As my colleague David Frum writes, Trump has not made any gestures of sympathy toward those targeted. Instead, he has framed himself as the true victim of an attempt to assassinate leaders of the opposition party and suggested that the anger that led to the bombs was the result of the media being too critical of him. Last week, the president praised a congressman who, in an act of utter cowardice, physically attacked a reporter who asked him a question; at other times, the president has encouraged his supporters to attack anti-Trump protesters by offering to pay their legal bills. In the meantime, the Republican Party has been running ads accusing Democrats of encouraging violence, even as the president does just that publicly, a gambit some in the media have rewarded by suggesting that left-wing protesters heckling politicians in restaurants is a kind of violence.

An irony of this discourse is that conservative Trump defenders, and some in the media, have adopted a version of the oft-parodied argument among some on the left that words can constitute violence: Left-wing words are violence, and right-wing violence is just words.

Suffice it to say that individuals on both the left and the right are capable of political violence, as we saw with the mass shooting at a congressional baseball practice that ended with Republican Representative Steve Scalise being shot and nearly killed. Neither side of the aisle has a monopoly on virtue, and leaders from both parties should take care to ensure they are not encouraging violence from their supporters. Nevertheless, in the United States, acts of terrorism on the far right are more common than on the far left, and no figure in the Democratic Party has celebrated or encouraged political violence against opponents the way Trump has.

Trump is not personally responsible for the actions of a lone bomber—but he is responsible for how he handles those actions, and for the messages he sends to his supporters about the acceptability of political violence.

During an appearance at the White House Friday for an event with a black conservative group, Trump told reporters: “We must never allow political violence to take root in America. We cannot let it happen. And I am committed to doing everything in my power as president to stop it—and to stop it now.”

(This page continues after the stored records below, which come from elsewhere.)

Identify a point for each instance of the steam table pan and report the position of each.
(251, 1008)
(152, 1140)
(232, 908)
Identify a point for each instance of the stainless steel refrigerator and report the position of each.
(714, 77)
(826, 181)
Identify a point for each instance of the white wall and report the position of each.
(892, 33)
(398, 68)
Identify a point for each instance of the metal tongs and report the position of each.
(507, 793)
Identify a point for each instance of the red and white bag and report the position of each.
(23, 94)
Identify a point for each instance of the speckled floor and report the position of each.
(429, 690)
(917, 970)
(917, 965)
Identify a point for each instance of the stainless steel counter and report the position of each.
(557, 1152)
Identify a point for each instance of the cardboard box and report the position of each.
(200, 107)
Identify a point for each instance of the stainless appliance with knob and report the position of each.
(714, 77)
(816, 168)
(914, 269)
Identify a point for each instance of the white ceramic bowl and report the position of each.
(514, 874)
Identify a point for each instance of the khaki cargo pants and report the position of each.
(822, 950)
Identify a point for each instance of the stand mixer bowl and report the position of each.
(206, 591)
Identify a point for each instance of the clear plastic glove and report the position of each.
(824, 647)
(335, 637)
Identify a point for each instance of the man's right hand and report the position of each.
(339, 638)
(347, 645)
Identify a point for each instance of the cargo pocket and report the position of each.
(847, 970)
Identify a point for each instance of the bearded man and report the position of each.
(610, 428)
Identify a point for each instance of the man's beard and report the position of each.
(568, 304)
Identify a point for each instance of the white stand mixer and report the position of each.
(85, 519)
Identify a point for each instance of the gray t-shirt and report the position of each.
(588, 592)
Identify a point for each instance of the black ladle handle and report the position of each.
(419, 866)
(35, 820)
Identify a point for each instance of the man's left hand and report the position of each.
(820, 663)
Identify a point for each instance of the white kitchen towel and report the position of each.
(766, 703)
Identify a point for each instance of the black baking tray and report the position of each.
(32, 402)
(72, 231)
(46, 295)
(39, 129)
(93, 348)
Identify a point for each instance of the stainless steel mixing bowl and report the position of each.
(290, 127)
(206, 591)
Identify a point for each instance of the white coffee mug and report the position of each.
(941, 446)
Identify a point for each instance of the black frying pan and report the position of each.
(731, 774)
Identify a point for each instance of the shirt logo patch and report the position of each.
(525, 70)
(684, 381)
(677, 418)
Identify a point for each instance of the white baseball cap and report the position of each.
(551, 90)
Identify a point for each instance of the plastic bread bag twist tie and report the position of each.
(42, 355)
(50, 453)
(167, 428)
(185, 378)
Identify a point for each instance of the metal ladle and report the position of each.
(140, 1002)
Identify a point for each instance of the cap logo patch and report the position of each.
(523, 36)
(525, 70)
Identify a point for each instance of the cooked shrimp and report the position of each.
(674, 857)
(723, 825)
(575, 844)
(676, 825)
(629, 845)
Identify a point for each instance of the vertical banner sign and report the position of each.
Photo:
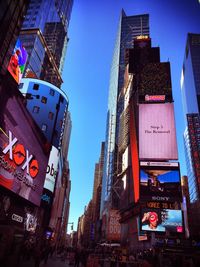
(157, 133)
(18, 61)
(114, 227)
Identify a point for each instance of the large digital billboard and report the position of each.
(161, 220)
(160, 183)
(157, 133)
(18, 61)
(23, 158)
(113, 226)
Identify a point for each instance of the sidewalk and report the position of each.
(52, 262)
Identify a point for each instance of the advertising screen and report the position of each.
(23, 159)
(18, 61)
(160, 184)
(157, 135)
(51, 170)
(161, 220)
(113, 227)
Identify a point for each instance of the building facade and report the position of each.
(190, 86)
(45, 36)
(129, 27)
(148, 171)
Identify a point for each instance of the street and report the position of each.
(52, 262)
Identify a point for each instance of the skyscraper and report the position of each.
(11, 16)
(129, 28)
(45, 36)
(190, 86)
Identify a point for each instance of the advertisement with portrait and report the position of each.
(157, 132)
(18, 61)
(52, 167)
(160, 183)
(161, 220)
(23, 158)
(113, 226)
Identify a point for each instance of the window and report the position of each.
(51, 115)
(44, 127)
(35, 86)
(44, 100)
(52, 92)
(36, 109)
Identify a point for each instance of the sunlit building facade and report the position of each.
(129, 27)
(44, 34)
(190, 86)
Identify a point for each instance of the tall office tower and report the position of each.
(44, 34)
(190, 86)
(96, 198)
(129, 28)
(148, 171)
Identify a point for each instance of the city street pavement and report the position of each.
(52, 262)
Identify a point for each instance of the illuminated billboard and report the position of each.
(18, 61)
(113, 226)
(160, 183)
(161, 220)
(23, 158)
(51, 169)
(157, 133)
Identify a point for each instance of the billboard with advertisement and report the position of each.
(113, 226)
(161, 220)
(18, 61)
(51, 169)
(23, 158)
(157, 132)
(160, 183)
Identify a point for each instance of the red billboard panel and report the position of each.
(157, 132)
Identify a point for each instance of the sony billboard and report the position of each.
(157, 133)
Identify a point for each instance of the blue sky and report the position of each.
(92, 33)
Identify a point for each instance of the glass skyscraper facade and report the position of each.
(45, 36)
(129, 28)
(190, 86)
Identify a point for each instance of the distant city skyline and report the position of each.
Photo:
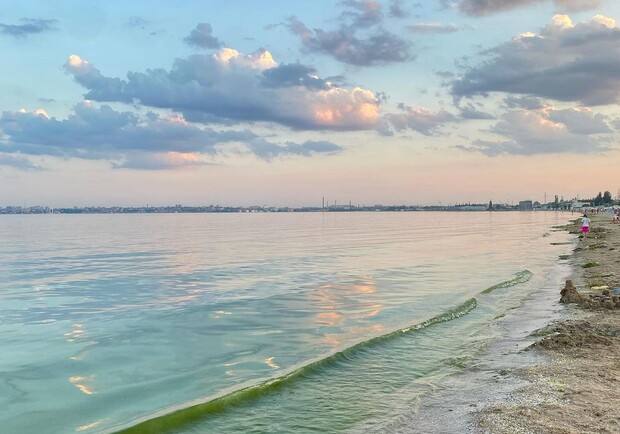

Shortly afterward, some of those assembled began chanting “Soros,” referring to George Soros, the wealthy Jewish philanthropist who has been a frequent object of right-wing conspiracy theories, and who was targeted with a bomb earlier this week. Then they chanted “Lock them up” and “CNN sucks.” Trump laughed.

The president condemned political violence and called for unity. And not even his own supporters believed it. They, like Trump, were in on the joke.